Barbara Nardi, Associate Director of Medical Communications, PPD (Brazil), and Emanuela Lopes Fernandes Saraiva, Customer Service & Medical Information Manager in Pharmacovigilance, Libbs Farmaceutica (Brazil), discuss topics from DIA’s first Latin America Medical Information and Communication Workshop. “The biggest challenge we have is capturing the patient voice and promoting the patient-centric future at the core of the business model,” suggests Emanuela.
Dr. Esa Heinonen is Director, Assessment of Medicinal Products, for the Finnish Medicines Agency, and Co-Chair of the EU Innovation Network, established in 2016 “to facilitate the development of innovative medicines by addressing gaps in early regulatory support to innovation.” Dr. Heinonen discusses How Can the EU Regulatory Network Support Innovation?, the title of the session that he will chair at DIA Europe 2019.
Global Forum Translational Science Co-Editors Dr. David Parkinson (President, CEO, and Director, ESSA Pharmaceuticals) and Dr. Gary Kelloff (Advisor to Associate Director, Cancer Imaging Program, US National Cancer Institute) describe revolutionary advances in the science of genetics and other fields in the global march toward delivering true personalized/precision medicine in the fight against cancer.

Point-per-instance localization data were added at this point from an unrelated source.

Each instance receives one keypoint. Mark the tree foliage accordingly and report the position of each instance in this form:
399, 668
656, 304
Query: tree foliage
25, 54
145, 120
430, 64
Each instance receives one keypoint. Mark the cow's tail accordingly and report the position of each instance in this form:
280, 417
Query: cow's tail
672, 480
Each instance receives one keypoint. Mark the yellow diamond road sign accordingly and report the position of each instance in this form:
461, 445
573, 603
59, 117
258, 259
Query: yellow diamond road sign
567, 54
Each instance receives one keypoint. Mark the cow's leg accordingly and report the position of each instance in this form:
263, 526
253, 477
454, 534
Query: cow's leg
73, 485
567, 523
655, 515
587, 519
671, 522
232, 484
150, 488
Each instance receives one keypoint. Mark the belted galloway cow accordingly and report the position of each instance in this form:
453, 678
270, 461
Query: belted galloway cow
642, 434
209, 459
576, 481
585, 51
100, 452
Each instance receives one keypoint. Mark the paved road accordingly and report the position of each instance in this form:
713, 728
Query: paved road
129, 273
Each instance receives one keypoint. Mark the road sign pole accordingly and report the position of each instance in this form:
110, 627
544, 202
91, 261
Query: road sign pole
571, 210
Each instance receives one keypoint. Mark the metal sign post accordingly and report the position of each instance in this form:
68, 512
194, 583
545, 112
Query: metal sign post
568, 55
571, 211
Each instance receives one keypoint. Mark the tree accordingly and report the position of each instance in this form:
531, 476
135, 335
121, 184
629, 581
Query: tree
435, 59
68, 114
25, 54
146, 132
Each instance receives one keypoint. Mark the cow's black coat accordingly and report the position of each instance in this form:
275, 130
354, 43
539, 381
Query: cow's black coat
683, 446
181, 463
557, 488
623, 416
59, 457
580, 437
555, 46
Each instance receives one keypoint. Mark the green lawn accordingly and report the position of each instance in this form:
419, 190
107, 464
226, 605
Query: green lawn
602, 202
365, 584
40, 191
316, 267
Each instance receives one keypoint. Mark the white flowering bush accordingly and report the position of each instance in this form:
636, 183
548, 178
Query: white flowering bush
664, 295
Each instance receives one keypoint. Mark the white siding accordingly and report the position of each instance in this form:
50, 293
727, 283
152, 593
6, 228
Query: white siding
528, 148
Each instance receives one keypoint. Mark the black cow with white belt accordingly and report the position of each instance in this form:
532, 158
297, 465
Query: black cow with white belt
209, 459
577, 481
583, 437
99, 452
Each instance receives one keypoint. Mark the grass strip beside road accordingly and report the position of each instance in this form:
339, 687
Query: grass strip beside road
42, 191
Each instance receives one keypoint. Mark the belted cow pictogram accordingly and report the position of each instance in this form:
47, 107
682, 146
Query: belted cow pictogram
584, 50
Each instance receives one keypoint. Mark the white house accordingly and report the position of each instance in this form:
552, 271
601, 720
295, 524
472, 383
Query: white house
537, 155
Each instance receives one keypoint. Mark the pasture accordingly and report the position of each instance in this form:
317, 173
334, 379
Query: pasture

“The digitalization of the world will radically change the medical industry, the healthcare industry, and particularly the pharmaceutical space,” explains Dr. Tamas Suto, Head of Medical Excellence for Sanofi. “But communication is all about creating effective partnership, and the leadership aspect of communication cannot be substituted with robots.” Dr. Suto will chair the session Improving Pharmaceutical Communication & Exchange - Focusing on the Trends in the Medical Function at DIA Europe 2019.
Improving regulatory review of drugs and devices (R2D2) and protecting citizens from unsafe drugs (Bill C-17) are two critical components of the current pharmaceutical landscape in Canada and our 2018 DIA Canadian Annual Meeting, explain Melissa Hunt, Director of the Bureau of Metabolism, Oncology & Reproductive Sciences within the Therapeutic Products Directorate of Health Canada; and Loretta Del Bosco, Director of Regulatory Affairs Quality Assurance Operations, AbbVie Corporation, Canada.